For those who haven't seen my topic in *Introductions & Greetings*, I'm gonna describe the setup again.
It's a 5G tank, with playground sand, an AquaClear30 filter, and AQUA-GLO 15W light.
Until recently it had transformed in a jungle made by lots of rotala rotundifolia stems and a bunch of moss in the foreground. But i gave it a military buzz cut  and i'm trying a different look to it, with more open spaces. All I want is to see my god damn shrimpies  , without searching for them for 5 minutes.
I realize the new aquascape is still fresh and it has to "grow-in" a bit more, but I couldn't help myself from takin a couple of pics and starting a journal  
the inhabitants are a bunch of MTS and 2 apple snails, 6 adult RCS and a bunch of their babies.
Here are the pics:


----------



## Ciddian (Mar 15, 2006)

The backing is pretty cool too! 

I am excited to see this grow in...


----------



## Tabatha (Dec 29, 2007)

Moonraker a la James Bond?
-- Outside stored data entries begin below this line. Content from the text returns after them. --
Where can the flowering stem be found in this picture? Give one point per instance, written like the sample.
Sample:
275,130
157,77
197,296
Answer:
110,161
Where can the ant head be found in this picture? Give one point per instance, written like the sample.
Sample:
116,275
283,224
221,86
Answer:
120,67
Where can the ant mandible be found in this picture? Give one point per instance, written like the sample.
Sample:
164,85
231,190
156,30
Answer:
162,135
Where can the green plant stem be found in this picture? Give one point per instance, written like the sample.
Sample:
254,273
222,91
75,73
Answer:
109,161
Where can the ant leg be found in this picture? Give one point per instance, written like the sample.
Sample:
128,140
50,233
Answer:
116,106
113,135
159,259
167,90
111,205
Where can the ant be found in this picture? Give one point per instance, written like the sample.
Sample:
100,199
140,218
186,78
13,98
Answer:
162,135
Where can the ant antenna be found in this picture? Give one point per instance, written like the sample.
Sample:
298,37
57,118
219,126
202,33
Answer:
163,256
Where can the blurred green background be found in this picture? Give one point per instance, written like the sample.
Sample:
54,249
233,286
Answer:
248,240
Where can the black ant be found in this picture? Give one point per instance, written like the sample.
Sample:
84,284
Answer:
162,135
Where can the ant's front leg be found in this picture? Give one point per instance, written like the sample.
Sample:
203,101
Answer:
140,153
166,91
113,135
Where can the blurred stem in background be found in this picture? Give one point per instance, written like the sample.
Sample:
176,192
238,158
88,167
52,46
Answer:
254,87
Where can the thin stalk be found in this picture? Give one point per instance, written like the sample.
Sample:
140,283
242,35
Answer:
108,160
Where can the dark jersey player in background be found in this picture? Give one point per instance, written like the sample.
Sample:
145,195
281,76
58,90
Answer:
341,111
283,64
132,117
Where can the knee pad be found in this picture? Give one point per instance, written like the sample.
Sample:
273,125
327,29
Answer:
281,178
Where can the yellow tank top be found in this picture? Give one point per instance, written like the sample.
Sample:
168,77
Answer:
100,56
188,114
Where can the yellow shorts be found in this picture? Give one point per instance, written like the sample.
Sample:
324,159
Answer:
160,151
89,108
Looking forward to it growing in too!


----------



## ozi (Aug 23, 2007)

Nothing much has happened in the past 2 weeks, except for the riccia which has grown quite a bit and so did the RCS babies (judging from their size, there's 3 generations of them). 
And because pictures say more than a million words here are some new pics from today.
here you can see how much riccia grew in 2 weeks, completely covering the mesh:








and some overall pics:
















I'm not really happy with the current background plants (the moss and the 3 stems of bacopa monnieri), and I want to change them with something else...but I still don't know what. I was thinking of maybe tying the moss to rocks, so that it grows somewhat like a lawn, but higher than the riccia in the foreground. Any suggestions are welcomed.


----------



## Tabatha (Dec 29, 2007)

Wow, I love the ricca, I have to get some!!!

How about Brazilian pennywort for the background? It's apparently easy and fast growing. http://www.plantedtank.net/forums/myplants/90-Brazilian_Pennywort_Hydrocotyle_leucocephala.html

Would have loved to have seen your tank before the haircut!


----------



## ozi (Aug 23, 2007)

Unfortunately I thought of taking a picture of "the nano jungle" only when i was with my hands in the tank, and half of the plants taken out already  
Riccia is truly awesome, i love it sooo much  
Thanks for the suggestion with pennywort...but i don't think i'm gonna give it a try  It's not really the type of plant suited for a 5 G nano, because it will grow all the way to the surface and it has big leaves...I'm looking for something with smaller leaves, so that the plants don't give the impression of a small tank.
I might try to plant some Micranthemum umbrosum in the background...or maybe half with M umbrosum and the other half with moss tied to rocks. And whichever will grow and look better will remain in the end.


----------



## Westender (Mar 24, 2006)

It looks sort of like a planet setting from Star Trek 1st generation. 

I think I need to start a nano in my office.


----------